CODEX

Cracking BigQuery and Cloud SQL

Ryle Zhou
Ryle Zhou
Feb 21 · 13 min read

SQL (Structured Query Language) is a standard language for data operations that allows you to ask questions and get insights from structured datasets. It’s commonly used in database management and allows you to perform tasks like transaction record writing into relational databases and petabyte-scale data analysis.

Below, you will learn how to:

  • Distinguish databases from tables and projects.
  • Use the SELECT, FROM, and WHERE keywords to construct simple queries.
  • Identify the different components and hierarchies within the BigQuery console.
  • Load databases and tables into BigQuery.
  • Execute simple queries on tables.
  • Learn about the COUNT, GROUP BY, AS, and ORDER BY keywords.
  • Execute and chain the above commands to pull meaningful data from datasets.
  • Export a subset of data into a CSV file and store that file into a new Cloud Storage bucket.
  • Create a new Cloud SQL instance and load your exported CSV file as a new table.
  • Run CREATE DATABASE, CREATE TABLE, DELETE, INSERT INTO, and UNION queries in Cloud SQL.

The Basics of SQL

Databases and Tables

As mentioned earlier, SQL allows you to get information from “structured datasets”. Structured datasets have clear rules and formatting and often times are organized into tables, or data that’s formatted in rows and columns.

An example of unstructured data would be an image file. Unstructured data is inoperable with SQL and cannot be stored in BigQuery datasets or tables (at least natively.) To work with image data (for instance), you would use a service like Cloud Vision, perhaps through its API directly.

The following is an example of a structured dataset — a simple table:

If you’ve had experience with Google Sheets, then the above should look quite similar. As we see, the table has columns for User, Price, and Shipped and two rows that are composed of filled in column values.

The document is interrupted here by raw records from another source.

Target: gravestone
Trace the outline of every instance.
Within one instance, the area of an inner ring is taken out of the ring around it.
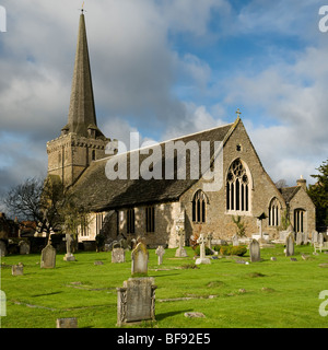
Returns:
[[[294,233],[290,233],[285,240],[285,256],[294,255]]]
[[[57,318],[56,327],[57,328],[78,328],[78,318],[77,317]]]
[[[153,277],[129,278],[124,281],[124,287],[116,289],[117,326],[155,320],[155,289]]]
[[[199,235],[199,238],[197,240],[197,243],[200,246],[200,257],[198,259],[196,259],[195,264],[196,265],[199,265],[199,264],[211,264],[211,260],[206,257],[207,238],[203,236],[202,233]]]
[[[113,248],[112,262],[126,262],[126,250],[124,248]]]
[[[42,258],[40,258],[40,268],[43,269],[54,269],[56,266],[56,249],[48,244],[42,250]]]
[[[20,262],[19,265],[13,265],[11,267],[11,275],[12,276],[23,276],[24,275],[24,268],[23,265]]]
[[[27,242],[21,241],[21,242],[19,243],[19,246],[20,246],[20,254],[21,254],[21,255],[30,254],[31,247],[30,247],[30,244],[28,244]]]
[[[249,244],[250,261],[260,261],[260,246],[257,240],[253,240]]]
[[[302,245],[303,234],[301,232],[296,233],[296,245]]]
[[[145,245],[142,242],[138,243],[137,247],[132,250],[132,254],[131,254],[132,276],[136,273],[144,273],[144,275],[148,273],[148,258],[149,258],[149,253],[147,250]]]
[[[66,252],[67,253],[63,257],[63,260],[65,261],[75,261],[75,257],[71,253],[71,243],[73,241],[72,236],[70,234],[66,234],[65,241],[66,241]]]
[[[184,243],[185,243],[185,232],[184,230],[179,230],[178,233],[178,248],[176,249],[175,252],[175,256],[178,257],[178,258],[185,258],[188,256],[186,249],[184,248]]]
[[[163,255],[165,254],[165,249],[162,245],[160,245],[157,247],[157,249],[155,250],[155,254],[159,256],[159,265],[162,265],[163,262]]]
[[[239,245],[239,240],[238,240],[238,236],[235,234],[235,235],[233,236],[233,246],[236,247],[236,246],[238,246],[238,245]]]
[[[7,246],[3,241],[0,241],[0,257],[7,255]]]

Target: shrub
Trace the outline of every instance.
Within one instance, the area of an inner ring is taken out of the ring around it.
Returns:
[[[237,256],[243,256],[247,252],[246,245],[223,245],[220,248],[220,254],[221,255],[237,255]]]

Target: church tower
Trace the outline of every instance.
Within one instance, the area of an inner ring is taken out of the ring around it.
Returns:
[[[110,141],[97,127],[83,10],[80,15],[78,45],[68,124],[59,138],[47,142],[48,175],[57,175],[71,186],[84,170],[105,156]]]

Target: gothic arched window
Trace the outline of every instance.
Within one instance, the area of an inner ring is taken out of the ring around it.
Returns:
[[[235,160],[227,171],[226,210],[249,211],[249,178],[241,160]]]
[[[192,221],[206,222],[207,218],[207,197],[204,192],[199,189],[192,199]]]
[[[280,202],[279,200],[274,197],[270,201],[269,206],[269,226],[279,226],[280,225]]]

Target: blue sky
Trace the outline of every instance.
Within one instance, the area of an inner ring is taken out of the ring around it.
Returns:
[[[44,176],[67,124],[82,1],[0,0],[0,194]],[[98,127],[156,141],[232,122],[273,182],[327,160],[323,1],[93,0],[85,21]]]

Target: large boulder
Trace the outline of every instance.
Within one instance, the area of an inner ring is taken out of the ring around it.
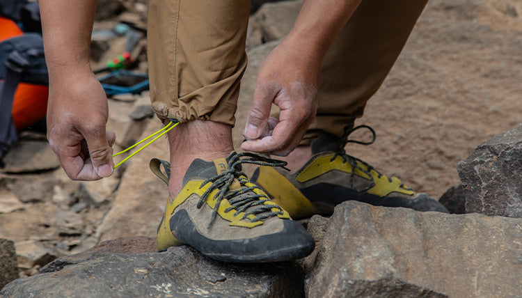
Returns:
[[[467,213],[522,217],[522,125],[479,145],[457,170]]]
[[[15,242],[0,239],[0,289],[18,278]]]
[[[132,244],[134,242],[139,244]],[[145,237],[106,242],[87,253],[59,258],[42,268],[40,274],[9,283],[0,296],[303,295],[303,272],[296,262],[234,265],[208,259],[189,246],[171,247],[164,253],[150,252],[153,246],[154,239]],[[139,253],[140,250],[142,252]]]
[[[309,297],[520,297],[519,219],[347,201],[322,237],[306,262]]]

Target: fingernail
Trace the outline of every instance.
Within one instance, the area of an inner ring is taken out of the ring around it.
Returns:
[[[113,168],[109,166],[109,164],[104,164],[102,166],[99,166],[98,168],[96,169],[96,173],[98,174],[100,177],[109,177],[112,174]]]
[[[245,127],[245,134],[251,139],[258,137],[258,127],[251,124],[247,124]]]

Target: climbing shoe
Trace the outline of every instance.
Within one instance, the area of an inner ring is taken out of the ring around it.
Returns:
[[[212,162],[194,159],[184,175],[182,190],[173,200],[167,200],[157,230],[159,251],[184,244],[218,260],[264,262],[300,258],[313,251],[312,237],[248,181],[242,172],[244,163],[286,165],[235,152]],[[153,159],[150,168],[168,184],[167,162]]]
[[[371,141],[348,140],[351,132],[361,128],[372,132]],[[251,180],[294,219],[313,214],[329,216],[336,205],[348,200],[448,213],[443,205],[429,196],[416,194],[399,178],[385,175],[345,151],[349,142],[369,145],[374,141],[375,132],[367,125],[346,127],[340,139],[325,133],[312,143],[312,157],[296,173],[260,166]]]

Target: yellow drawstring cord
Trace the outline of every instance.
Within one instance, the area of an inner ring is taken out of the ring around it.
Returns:
[[[158,130],[157,132],[155,132],[154,134],[151,134],[150,136],[149,136],[143,139],[143,140],[140,141],[139,142],[135,143],[134,145],[132,145],[132,146],[129,147],[128,148],[124,150],[123,151],[120,151],[120,152],[118,152],[118,153],[113,154],[112,155],[113,157],[114,157],[115,156],[118,156],[118,155],[120,155],[122,153],[125,153],[125,152],[129,151],[129,150],[132,149],[133,148],[137,146],[138,145],[141,144],[141,143],[143,143],[144,141],[148,140],[149,139],[153,137],[154,136],[155,136],[155,135],[161,133],[161,134],[159,134],[159,136],[157,136],[155,138],[152,139],[148,143],[147,143],[146,144],[143,145],[143,147],[141,147],[141,148],[139,148],[137,150],[136,150],[136,152],[132,152],[132,154],[131,154],[130,155],[127,156],[123,160],[122,160],[121,162],[120,162],[118,164],[116,164],[116,166],[114,166],[114,168],[118,168],[122,164],[123,164],[124,162],[127,162],[129,158],[132,157],[136,153],[138,153],[139,152],[141,151],[142,149],[145,148],[148,146],[149,146],[151,143],[152,143],[155,141],[156,141],[158,139],[159,139],[160,137],[161,137],[161,136],[165,135],[165,134],[166,134],[167,132],[168,132],[173,128],[175,127],[176,125],[177,125],[178,124],[180,124],[179,122],[176,122],[175,123],[174,123],[172,120],[171,120],[171,122],[168,123],[168,124],[167,124],[164,127],[161,128],[161,130]]]

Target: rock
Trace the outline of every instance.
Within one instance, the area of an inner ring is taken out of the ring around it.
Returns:
[[[466,194],[462,185],[451,187],[441,196],[438,203],[443,205],[450,213],[465,214]]]
[[[519,219],[347,201],[316,250],[309,297],[516,297],[522,288]]]
[[[457,171],[467,213],[522,217],[522,125],[479,145]]]
[[[111,100],[126,102],[134,102],[136,101],[136,95],[132,93],[115,94],[111,96]]]
[[[149,136],[161,127],[159,120],[153,118],[143,135]],[[112,207],[98,227],[97,233],[101,241],[127,236],[156,236],[168,191],[163,181],[149,171],[149,162],[152,157],[168,159],[167,148],[166,138],[160,138],[125,162],[128,167]]]
[[[144,250],[148,251],[153,239],[142,240]],[[210,260],[187,246],[164,253],[136,253],[138,249],[118,249],[118,244],[103,245],[61,258],[38,274],[7,285],[0,296],[74,297],[79,292],[92,297],[303,295],[303,272],[296,262],[241,265]]]
[[[97,181],[82,181],[79,191],[86,203],[99,205],[108,201],[120,185],[120,179],[116,175]]]
[[[95,19],[106,19],[121,13],[125,6],[121,0],[98,1]]]
[[[31,173],[54,170],[60,166],[58,157],[49,143],[20,141],[15,143],[6,155],[5,173]]]
[[[58,228],[81,229],[84,224],[83,217],[74,211],[58,210],[53,217],[53,226]]]
[[[14,194],[6,191],[0,192],[0,214],[10,213],[24,207],[24,204]]]
[[[90,40],[90,58],[96,62],[99,62],[104,54],[109,49],[109,42],[107,40]]]
[[[18,278],[15,242],[0,239],[0,289]]]
[[[59,180],[55,177],[24,175],[17,179],[11,190],[23,203],[44,202],[52,198],[54,187],[58,184]]]
[[[258,11],[260,7],[265,3],[269,2],[276,2],[280,0],[252,0],[250,5],[250,14],[253,14]]]
[[[77,203],[76,204],[71,206],[71,210],[78,213],[80,211],[87,207],[87,204],[84,202]]]
[[[263,4],[252,17],[253,22],[261,27],[263,42],[278,40],[288,34],[302,4],[299,0]]]
[[[66,209],[72,205],[75,198],[68,194],[60,185],[54,185],[53,188],[52,201],[63,209]]]
[[[323,217],[319,215],[314,215],[310,219],[307,226],[307,231],[310,234],[315,242],[315,247],[319,246],[322,242],[324,235],[326,233],[328,228],[328,224],[329,219],[327,217]],[[305,272],[308,272],[314,266],[314,262],[317,256],[319,250],[314,250],[312,253],[308,256],[299,260],[301,265],[304,268]]]
[[[41,246],[35,240],[17,242],[15,244],[18,256],[18,267],[30,269],[35,265],[44,266],[56,259],[49,249]]]

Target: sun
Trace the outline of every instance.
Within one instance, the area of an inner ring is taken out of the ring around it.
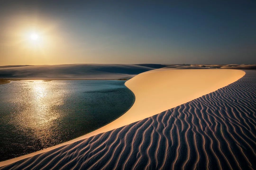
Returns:
[[[38,40],[39,37],[38,34],[36,33],[33,33],[30,34],[30,39],[33,41],[37,41]]]

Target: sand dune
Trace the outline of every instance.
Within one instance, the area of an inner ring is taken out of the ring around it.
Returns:
[[[77,64],[0,68],[0,78],[31,79],[118,79],[154,69],[132,64]]]
[[[256,76],[1,169],[255,169]]]
[[[256,69],[255,64],[75,64],[0,66],[0,79],[27,80],[129,79],[156,69]]]
[[[156,70],[158,71],[141,74],[126,82],[125,85],[135,94],[135,102],[127,112],[110,123],[73,140],[0,164],[10,163],[142,120],[214,91],[244,74],[243,71],[231,70]]]

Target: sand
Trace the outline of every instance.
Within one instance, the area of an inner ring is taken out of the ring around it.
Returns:
[[[256,72],[159,114],[1,169],[256,168]]]
[[[135,95],[135,102],[127,112],[113,122],[73,140],[2,162],[0,166],[151,116],[227,86],[245,74],[243,71],[233,70],[159,70],[141,73],[126,82],[125,85]]]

A Database is essentially a collection of one or more tables. SQL is a structured database management tool, but quite often you will be running queries on one or a few tables joined together — not on whole databases.

SELECT and FROM

SQL is phonetic by nature and before running a query, it’s always helpful to first figure out what question you want to ask your data (unless you’re just exploring for fun.)

SQL has predefined keywords which you use to translate your question into the pseudo-english SQL syntax so you can get the database engine to return the answer you want.

The most essential keywords are SELECT and FROM:

  • Use SELECT to specify what fields you want to pull from your dataset.
  • Use FROM to specify what table or tables we want to pull our data from.

An example may help to understand. Assume that we have the following table example_table, which has columns USER, PRICE, and SHIPPED:

And let’s say that we want to just pull the data that’s found in the USER column. We can do this by running the following query that uses SELECT and FROM:

SELECT USER FROM example_table

If we executed the above command, we would select all the names from the USER column that are found in example_table.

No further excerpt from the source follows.